What Daniel says is correct and applies to all SPICEs unless they are seriously enhanced. However what you can do is to vary some sensible design parameters using .step param
and see how the output changes. But it won't design an optimal circuit for you by itself. There are some hacks using SPICE in a feedback loop, i.e. driving it by some other external program to do a guided optimization. Without knowing what you're trying to do, I'm not gonna get into that.
It turns out most [non-free] commercial SPICEs actually do offer some add-on or built-in optimizer. Below I tried to include links to examples with each so you can get some idea; generally these commercial SPICE don't have on-line documentation accessible unless you're paying customer, so precise capabilities are little hard to ascertain beforehand.
- Synopsys HSPICE: fairly old examples found on-line.
- Silvaco SmartSpice: slides from a training.

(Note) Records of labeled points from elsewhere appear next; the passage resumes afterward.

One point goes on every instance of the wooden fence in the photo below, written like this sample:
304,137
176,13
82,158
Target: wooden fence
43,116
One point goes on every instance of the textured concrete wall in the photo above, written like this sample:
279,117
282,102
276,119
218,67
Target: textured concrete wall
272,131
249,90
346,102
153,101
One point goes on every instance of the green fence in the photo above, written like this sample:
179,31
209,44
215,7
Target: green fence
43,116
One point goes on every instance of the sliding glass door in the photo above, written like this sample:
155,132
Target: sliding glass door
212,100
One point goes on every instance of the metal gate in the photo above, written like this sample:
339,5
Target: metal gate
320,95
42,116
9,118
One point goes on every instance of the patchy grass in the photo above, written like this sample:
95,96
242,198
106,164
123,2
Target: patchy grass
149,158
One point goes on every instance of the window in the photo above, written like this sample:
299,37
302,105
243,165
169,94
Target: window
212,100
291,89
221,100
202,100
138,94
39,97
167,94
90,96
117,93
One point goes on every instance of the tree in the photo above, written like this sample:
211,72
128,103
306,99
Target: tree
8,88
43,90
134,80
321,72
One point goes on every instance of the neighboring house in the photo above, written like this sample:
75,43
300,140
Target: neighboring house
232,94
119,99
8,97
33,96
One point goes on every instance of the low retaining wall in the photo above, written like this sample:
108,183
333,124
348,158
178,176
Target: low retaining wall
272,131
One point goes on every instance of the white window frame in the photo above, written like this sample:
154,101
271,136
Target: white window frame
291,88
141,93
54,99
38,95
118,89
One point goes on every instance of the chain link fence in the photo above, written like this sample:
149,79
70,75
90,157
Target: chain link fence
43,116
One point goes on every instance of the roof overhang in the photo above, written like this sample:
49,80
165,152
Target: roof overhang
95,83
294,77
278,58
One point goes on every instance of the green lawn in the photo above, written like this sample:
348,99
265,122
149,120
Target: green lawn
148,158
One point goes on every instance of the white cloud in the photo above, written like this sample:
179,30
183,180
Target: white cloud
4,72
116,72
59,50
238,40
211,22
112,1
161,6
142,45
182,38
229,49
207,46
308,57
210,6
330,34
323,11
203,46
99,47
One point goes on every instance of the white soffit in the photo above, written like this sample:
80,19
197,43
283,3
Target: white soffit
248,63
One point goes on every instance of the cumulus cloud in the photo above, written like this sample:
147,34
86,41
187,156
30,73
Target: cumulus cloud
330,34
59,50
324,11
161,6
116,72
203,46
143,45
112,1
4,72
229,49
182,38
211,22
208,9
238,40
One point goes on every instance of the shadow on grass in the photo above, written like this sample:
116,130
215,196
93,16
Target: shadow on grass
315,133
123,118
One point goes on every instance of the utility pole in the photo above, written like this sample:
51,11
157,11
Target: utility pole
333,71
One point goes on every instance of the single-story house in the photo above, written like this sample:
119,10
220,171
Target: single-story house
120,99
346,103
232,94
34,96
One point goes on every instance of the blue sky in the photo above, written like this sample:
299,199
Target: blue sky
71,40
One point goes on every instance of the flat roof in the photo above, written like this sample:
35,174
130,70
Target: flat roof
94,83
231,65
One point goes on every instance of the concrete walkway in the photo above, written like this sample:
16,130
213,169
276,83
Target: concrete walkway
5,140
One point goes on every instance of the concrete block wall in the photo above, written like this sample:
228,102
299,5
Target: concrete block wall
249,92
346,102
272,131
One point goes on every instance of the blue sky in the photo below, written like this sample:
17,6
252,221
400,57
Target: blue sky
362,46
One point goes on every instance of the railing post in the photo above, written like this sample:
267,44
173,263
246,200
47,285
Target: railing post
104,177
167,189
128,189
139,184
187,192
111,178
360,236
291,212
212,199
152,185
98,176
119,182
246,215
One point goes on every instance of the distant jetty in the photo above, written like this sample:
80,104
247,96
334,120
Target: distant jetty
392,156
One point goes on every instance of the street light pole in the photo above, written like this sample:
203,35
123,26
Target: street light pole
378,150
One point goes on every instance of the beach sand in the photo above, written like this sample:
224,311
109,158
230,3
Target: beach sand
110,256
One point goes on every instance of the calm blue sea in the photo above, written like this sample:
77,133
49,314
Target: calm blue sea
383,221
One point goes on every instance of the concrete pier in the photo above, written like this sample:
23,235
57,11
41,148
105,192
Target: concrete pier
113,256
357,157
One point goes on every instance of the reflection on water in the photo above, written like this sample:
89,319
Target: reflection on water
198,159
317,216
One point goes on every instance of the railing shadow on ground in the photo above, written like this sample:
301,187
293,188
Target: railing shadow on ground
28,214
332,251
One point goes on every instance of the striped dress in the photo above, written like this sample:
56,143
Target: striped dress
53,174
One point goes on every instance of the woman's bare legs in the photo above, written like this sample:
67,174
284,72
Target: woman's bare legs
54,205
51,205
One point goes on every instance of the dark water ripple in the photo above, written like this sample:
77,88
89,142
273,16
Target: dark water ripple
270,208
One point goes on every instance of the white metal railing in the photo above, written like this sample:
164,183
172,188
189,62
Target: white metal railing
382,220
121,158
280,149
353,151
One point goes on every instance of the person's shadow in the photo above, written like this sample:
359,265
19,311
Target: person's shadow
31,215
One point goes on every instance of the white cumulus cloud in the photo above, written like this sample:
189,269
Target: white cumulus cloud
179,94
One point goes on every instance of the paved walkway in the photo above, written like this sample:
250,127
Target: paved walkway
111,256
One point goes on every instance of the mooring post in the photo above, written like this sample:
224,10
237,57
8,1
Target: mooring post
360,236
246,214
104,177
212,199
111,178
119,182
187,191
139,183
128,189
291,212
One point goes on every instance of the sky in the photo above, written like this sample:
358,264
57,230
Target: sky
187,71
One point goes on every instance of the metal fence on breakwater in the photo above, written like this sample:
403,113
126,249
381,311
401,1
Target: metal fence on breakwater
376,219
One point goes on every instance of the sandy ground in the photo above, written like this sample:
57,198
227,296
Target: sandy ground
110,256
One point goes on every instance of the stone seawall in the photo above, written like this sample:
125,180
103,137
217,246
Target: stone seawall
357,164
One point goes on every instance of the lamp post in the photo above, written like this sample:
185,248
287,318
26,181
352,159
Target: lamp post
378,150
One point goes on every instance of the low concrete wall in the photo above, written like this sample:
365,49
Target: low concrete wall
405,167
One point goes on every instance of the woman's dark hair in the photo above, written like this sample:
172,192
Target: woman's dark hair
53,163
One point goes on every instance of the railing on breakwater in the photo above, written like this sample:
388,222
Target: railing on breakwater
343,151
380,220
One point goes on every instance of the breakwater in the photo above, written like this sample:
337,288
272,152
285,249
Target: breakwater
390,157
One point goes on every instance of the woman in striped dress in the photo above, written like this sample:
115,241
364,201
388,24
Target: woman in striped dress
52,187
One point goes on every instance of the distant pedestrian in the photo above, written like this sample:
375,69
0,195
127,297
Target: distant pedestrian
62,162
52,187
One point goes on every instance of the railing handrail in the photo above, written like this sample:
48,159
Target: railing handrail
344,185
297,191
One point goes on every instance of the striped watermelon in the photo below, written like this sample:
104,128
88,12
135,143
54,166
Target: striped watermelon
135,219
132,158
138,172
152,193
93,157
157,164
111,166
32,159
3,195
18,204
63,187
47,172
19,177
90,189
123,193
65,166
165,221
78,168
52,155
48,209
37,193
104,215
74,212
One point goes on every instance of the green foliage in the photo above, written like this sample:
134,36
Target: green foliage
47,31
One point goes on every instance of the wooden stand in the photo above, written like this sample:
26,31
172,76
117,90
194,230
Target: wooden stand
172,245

- Mentor Graphics Eldo: whitepaper that requires registration to read.
- and even IsSpice4 or TINA (not the free TI version though) have something.
- Keysight's ADS Spice module has some capabilities listed in this blurb, but I could only find on-line examples (that didn't require customer log-in) for their for their Momentum EM optimizer.
- Cadence PSpice and Spectre (SPICE-alike) each have their own optimizer. The one for PSpice is included only in the Designer Plus version.
- OPUS SPICE is the only free one that seem to have such features, but they are pretty extensive; also paper about them. (OPUS is kinda kludgy to use for other purposes, in my opinion.)
Since the optimization function[s] are not part of Berkeley SPICE, you should expect a fair amount of differences between these, so evaluate before you buy if you can.
As a separate optimizer that runs on top of other SPICEs, ASCO seems pretty capable... and it's also free; It can run with LTspice, ngspice and with some of the non-free commercial ones (Eldo, HSPICE, Spectre). Also, Qucs uses ASCO for optimization.